7- Aşçı ve Takipçi

47 7 9
                                    

-Şafak bileğine ne olduğunu söyleyecek misin?

Bu kızın böylesine ısrarcı olduğunu bilmiyordum. Birbirimizle ilgili pek bir şey bilmeyişimize karşın nişanlı olmamız, evlenmeden birbirini görmeyen çiftleri hatırlatıyordu.

-Tabii ki söyleyeceğim.

Aslında "Sana ne!" demeyi çok isterdim ama böyle demem ile sinirlenip anneme giderse az önceki korkularım en hızlısı ile gerçeğe dönüşürdü. Bu yüzden mantıklı bir cevaba ihtiyacım vardı.

Ben bir süre düşünürken o da kollarını bağlayıp bakmaya devam etti. Sağ ayağını dışa açıp yere vurmaya yeni başlamıştı ki bir cevap bulabildim. Hatta bunu bulmaya bu kadar zaman harcamış olmam biraz salak hissettirdi.

-Bileğim incinmiş.

Biraz abartı karşılayacağım bir iç çekişle ve yine kırılacakmış gibi hissettiğim ses tonuyla "Ay geçmiş olsun." dedi. Ardından da "Bakayım bi'." diye bileğime uzanmıştı ki refleksle kolumu geri çektim. Buna biraz bozulmuştu. Ama içeri hiç davet etmemiş olmam daha bozcu bir olaydı. Keşke bu nişan atmaya yaklaştıran yüksek puanlı bir âdapsızlık olsa.

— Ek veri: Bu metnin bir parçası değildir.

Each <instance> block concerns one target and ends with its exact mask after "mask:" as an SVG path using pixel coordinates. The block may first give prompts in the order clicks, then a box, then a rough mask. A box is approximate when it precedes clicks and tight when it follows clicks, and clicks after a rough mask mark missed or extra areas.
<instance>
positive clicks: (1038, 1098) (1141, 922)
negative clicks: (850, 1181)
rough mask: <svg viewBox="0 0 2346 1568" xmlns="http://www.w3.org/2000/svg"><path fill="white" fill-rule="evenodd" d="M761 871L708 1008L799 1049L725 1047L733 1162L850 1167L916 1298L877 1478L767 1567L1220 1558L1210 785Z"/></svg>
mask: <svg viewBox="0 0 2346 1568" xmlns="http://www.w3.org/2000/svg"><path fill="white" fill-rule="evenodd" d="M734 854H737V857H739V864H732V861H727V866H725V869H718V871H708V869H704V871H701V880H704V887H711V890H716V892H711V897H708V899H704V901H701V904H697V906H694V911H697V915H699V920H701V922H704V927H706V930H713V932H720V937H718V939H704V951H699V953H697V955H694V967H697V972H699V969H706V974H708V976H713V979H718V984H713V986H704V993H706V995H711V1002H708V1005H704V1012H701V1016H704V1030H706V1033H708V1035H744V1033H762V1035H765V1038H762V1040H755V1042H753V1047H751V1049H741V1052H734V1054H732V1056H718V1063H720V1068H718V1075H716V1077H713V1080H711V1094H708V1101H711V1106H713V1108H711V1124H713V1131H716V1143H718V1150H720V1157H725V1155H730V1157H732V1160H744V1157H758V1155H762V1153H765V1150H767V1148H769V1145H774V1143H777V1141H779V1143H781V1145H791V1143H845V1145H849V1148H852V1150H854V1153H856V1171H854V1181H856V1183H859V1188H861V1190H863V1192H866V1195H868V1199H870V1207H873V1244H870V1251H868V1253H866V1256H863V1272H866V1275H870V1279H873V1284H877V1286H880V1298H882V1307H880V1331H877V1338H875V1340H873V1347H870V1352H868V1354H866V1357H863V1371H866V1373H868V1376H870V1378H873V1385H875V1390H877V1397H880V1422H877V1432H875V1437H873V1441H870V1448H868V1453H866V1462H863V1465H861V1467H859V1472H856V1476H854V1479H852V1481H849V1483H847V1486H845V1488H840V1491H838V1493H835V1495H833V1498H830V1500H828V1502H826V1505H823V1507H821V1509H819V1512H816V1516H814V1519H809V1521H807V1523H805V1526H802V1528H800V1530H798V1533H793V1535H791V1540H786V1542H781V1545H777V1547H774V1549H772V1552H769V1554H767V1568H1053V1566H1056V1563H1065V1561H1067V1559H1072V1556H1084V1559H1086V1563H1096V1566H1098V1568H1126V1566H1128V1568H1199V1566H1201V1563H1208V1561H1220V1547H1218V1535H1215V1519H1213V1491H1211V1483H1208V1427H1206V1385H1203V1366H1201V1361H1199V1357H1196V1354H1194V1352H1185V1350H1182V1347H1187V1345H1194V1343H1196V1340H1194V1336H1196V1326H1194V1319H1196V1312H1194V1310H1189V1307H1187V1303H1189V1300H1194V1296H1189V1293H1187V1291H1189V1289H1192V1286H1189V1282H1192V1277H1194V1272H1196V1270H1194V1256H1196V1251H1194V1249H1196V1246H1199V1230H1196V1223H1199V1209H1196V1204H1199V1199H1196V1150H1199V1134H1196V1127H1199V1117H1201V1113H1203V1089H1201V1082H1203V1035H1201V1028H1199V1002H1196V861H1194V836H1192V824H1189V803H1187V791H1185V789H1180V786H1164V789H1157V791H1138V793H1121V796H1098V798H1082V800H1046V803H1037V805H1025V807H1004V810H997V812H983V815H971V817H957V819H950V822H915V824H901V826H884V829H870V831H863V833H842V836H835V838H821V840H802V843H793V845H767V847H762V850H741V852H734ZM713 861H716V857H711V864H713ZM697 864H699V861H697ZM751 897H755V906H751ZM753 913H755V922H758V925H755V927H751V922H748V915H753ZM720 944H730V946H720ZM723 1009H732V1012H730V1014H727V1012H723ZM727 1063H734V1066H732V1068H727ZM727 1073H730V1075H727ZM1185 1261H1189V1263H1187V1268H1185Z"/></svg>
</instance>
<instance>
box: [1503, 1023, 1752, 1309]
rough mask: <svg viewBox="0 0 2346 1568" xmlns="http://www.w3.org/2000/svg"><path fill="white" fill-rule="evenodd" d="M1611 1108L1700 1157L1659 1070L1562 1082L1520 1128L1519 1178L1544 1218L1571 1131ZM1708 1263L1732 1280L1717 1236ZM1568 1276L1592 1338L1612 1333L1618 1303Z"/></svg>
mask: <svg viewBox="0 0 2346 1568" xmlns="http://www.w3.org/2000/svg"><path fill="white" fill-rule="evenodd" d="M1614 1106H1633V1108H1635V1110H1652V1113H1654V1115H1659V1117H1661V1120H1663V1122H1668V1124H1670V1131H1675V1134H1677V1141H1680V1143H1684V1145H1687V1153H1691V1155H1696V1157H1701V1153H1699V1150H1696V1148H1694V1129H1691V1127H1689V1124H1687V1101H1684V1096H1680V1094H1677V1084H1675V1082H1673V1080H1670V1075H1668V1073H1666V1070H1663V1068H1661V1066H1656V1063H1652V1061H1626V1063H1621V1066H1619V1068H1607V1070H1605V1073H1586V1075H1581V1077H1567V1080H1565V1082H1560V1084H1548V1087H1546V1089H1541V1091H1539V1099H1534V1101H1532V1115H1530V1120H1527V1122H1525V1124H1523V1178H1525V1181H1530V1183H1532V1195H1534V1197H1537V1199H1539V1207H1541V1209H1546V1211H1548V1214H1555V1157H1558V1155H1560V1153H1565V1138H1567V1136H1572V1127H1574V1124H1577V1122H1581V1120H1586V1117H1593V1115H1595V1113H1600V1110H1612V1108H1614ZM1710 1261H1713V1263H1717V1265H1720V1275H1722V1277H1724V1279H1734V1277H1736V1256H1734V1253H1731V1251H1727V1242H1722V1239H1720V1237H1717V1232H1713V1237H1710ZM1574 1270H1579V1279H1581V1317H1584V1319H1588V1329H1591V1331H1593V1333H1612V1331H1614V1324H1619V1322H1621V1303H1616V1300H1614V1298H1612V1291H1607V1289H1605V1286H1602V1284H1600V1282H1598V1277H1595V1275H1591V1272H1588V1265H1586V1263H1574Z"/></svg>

Toparlamaya çalışarak "Sorun yok. Doktor bir süre zorlamamamı söyledi. Sen neden geldin?"

Bir şeyler hatırlamış gibi sevinçle içeri girdi. Ama valizini dışarıda bırakmıştı. Bu geri gideceğini mi gösterirdi? Davet etmemiş olmama rağmen oturma odasına ilerleyen Şeyma'ya öylece bakıyordum ki bunun şu an için en yapılmaması gereken fiil olduğunu anlamam ile odaya girmeden hemen önce dirseğinden tutup "N'oluyor?" soruları eşliğinde mutfağa yönelttim. Aslında biraz fırlatmak gibi oldu.

"N'apıyorsun Şafak?!" diye sinirli sorusuna endişemi saklayarak "İçerisi dağınık ben toparlamadan girme. Sandalyede bekleyebilirsin."

-Tamam.

Ses tonumda hafiften belli olan ama tavırlarımda anlayana baya belli olan bıkkınlığım ile bu sefer cevabını almayı umarak tekrar "Ne işin var burada?" dedim.

-Nişanlımın yanında kalmaya geldim. Sınav stresini tek başına yaşama istedim.

Başta algılamayıp ezberden "Teşekkürler." desem de saniyelik bir arayla cümlenin ne olduğunu anladığımda "NE!" diye çıkıştım. Sesim o kadar yüksek çıkmıştı ki kız oturduğu yerde irkilmişti. Açıkçası bu kadar çıkış beni de şaşırtmıştı. Sanki hiç o cevabı vermemiş gibi davranmaya çalışıp sakin bir sesle "Burada mı kalacaksın?" dedim. Kimse bu evde kalamaz, ne saçmalıyordu bu kız?

Korktuğunu belli eden bir gülümseme ile "Evet." cevabını verdiğinde içimde yine az önceki gibi çıkışma isteği uyanmıştı ama ikinci korkutma anneme kaçırtabileceği için yine sakin olmaya uğraşarak karşılık verdim.

-Ben genç ve bekar bir erkeğim.

'Kullan tabii bunu Şafak. Adın gibi biliyorsun Şeyma'ya asla o gözle bakmayacağını. Arzulamayacaksın bile.'

-Hayır nişanlı bir erkeksin.

'Ne kadar da kelime oyunu zekalısı bir kız.'

-Bu bir şey değiştirmez evlenene kadar bekarım.

-Uf tamam Şafak. Biraz yanında kalmaya geldim. Bitti.

İçimden ökenmeme engel olamayıp "Botto." dedim. Sabrının taştığını belli etmişti ama burada kimin sabır katsayısı sonsuza daha yakın olduğu sayemde belli olmuyordu. Ve "..sabır katsayısı sonsuza.." kelimelerini kullanmam sınav mağdurluğumu gösteriyordu. Şeyma hiç benle kalamazdı ama şu an daha fazla hiçle burada kalamaz. Bileğim, koltuk, ataklar... Hayır, bu asla olmamalıydı.